Blue Apron shares sink after Amazon files meal kit trademark - sunsu
http://www.marketwatch.com/story/blue-apron-shares-sink-after-amazon-files-meal-kit-patent-2017-07-17?mod=mw_share_twitter
======
samstave
I posed the idea of "standard pantry" here on HN some time ago..

There is one thing where meal startups want to harvest monies from millennial
techs with high paychecks, but I'd like a system that teaches and empowers and
feeds those making minimum wage.

A standard pantry should be a subsidized allotment of goods, which allow one
to make a series of recipes based on a weekly meal plan, then, the inventory
should be maintainable by a couple both making min wage and supporting feeding
two kids.

The meal plans should be varied enough that you have four different weekly
meal plans covering a month.

Week one will be veggetarian focused, two; poultry; three fish; four beef...
or some such.

The service should work with "ugly fruit and veggie" suppliers: have you ever
shopped at a "Mexican mart" \- they have amazing "cosmetically challenged"
veggies- for the best prices.

Work with these supermarkets for all vegggies as they already have both the
target market and the connections for produce.

\---

I recently saw a "meal kit" at a grocery store near me, it was $22 for the kit
to feed two people and the portions were small, and everything was packaged
individually in plastic, in a plastic tray that would become trash with an
overly large cardboard printed wrap and shrink wrapped in plastic film... what
a fucking waste!

\---

The standard pantry should also be 100% glass containers (atlas mason) and
refillable with minimal marketing and packaging.

\---

A +1 to "Classico" spaghetti sauce who, as a company, makes all their pasta
sauces in actual atlas mason jars.
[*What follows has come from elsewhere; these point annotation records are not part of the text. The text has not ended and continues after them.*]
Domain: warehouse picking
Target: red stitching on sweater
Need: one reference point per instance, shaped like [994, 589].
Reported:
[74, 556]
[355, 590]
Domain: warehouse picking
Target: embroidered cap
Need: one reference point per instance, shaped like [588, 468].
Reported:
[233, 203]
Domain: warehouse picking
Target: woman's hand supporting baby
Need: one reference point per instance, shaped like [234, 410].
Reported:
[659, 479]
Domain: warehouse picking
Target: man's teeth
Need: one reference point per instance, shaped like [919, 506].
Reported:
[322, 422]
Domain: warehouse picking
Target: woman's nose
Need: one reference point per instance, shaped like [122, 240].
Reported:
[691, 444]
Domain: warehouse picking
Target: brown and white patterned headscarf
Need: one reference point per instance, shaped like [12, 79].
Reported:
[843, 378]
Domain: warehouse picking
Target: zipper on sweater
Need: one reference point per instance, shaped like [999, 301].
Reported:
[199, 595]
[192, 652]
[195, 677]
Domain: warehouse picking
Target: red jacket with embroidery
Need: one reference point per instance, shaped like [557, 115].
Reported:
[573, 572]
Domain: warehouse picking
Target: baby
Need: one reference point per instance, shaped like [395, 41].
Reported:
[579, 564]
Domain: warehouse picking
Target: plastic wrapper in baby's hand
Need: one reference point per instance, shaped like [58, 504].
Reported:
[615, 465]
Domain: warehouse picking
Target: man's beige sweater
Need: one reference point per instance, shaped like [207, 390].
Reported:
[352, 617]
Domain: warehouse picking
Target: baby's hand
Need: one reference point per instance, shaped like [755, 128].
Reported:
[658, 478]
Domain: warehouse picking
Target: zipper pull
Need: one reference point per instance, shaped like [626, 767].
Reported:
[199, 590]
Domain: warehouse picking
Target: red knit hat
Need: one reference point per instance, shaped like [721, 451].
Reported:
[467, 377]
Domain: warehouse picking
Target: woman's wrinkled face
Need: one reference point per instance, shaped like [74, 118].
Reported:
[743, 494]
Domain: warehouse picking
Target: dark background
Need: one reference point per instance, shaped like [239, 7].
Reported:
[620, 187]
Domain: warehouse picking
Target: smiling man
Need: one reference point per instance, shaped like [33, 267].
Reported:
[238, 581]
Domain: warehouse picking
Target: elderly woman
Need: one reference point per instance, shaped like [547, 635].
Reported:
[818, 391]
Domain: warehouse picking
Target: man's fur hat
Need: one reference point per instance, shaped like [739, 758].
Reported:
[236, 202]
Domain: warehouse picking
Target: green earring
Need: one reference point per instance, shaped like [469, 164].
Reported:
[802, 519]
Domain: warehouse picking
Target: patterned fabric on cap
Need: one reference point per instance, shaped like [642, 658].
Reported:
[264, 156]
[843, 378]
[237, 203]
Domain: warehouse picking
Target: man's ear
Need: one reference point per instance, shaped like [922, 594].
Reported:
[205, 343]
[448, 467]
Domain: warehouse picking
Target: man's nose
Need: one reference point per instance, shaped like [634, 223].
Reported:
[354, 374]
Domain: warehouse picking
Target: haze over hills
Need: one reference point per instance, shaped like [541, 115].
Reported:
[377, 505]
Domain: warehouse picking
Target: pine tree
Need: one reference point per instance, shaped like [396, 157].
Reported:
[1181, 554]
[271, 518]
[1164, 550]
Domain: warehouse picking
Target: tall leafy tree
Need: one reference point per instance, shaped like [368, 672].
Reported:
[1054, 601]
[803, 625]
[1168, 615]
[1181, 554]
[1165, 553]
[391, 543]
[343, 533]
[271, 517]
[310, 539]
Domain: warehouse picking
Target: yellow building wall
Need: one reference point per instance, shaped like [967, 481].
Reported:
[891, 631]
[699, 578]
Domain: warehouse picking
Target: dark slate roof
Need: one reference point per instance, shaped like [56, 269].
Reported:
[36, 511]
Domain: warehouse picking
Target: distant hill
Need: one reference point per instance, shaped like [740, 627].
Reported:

They are typically on sale at Safeway for
$2 - which is $2 for both an actual mason jar and the freaking sauce.

If you go purchase a mason jar individually, it is typically more than $2 just
for the jar - and these from Classico even have the measuring indicators on
them, plus the company is wise enough that their labeling uses weak, water-
soluable glue such that one can remove the label easily under hot water...

\---

So, in short: fuck the current meal delivery systems and they should all fail
unless they provide a value much much greater than "im too stupid lazy and
rich to cook my own meals"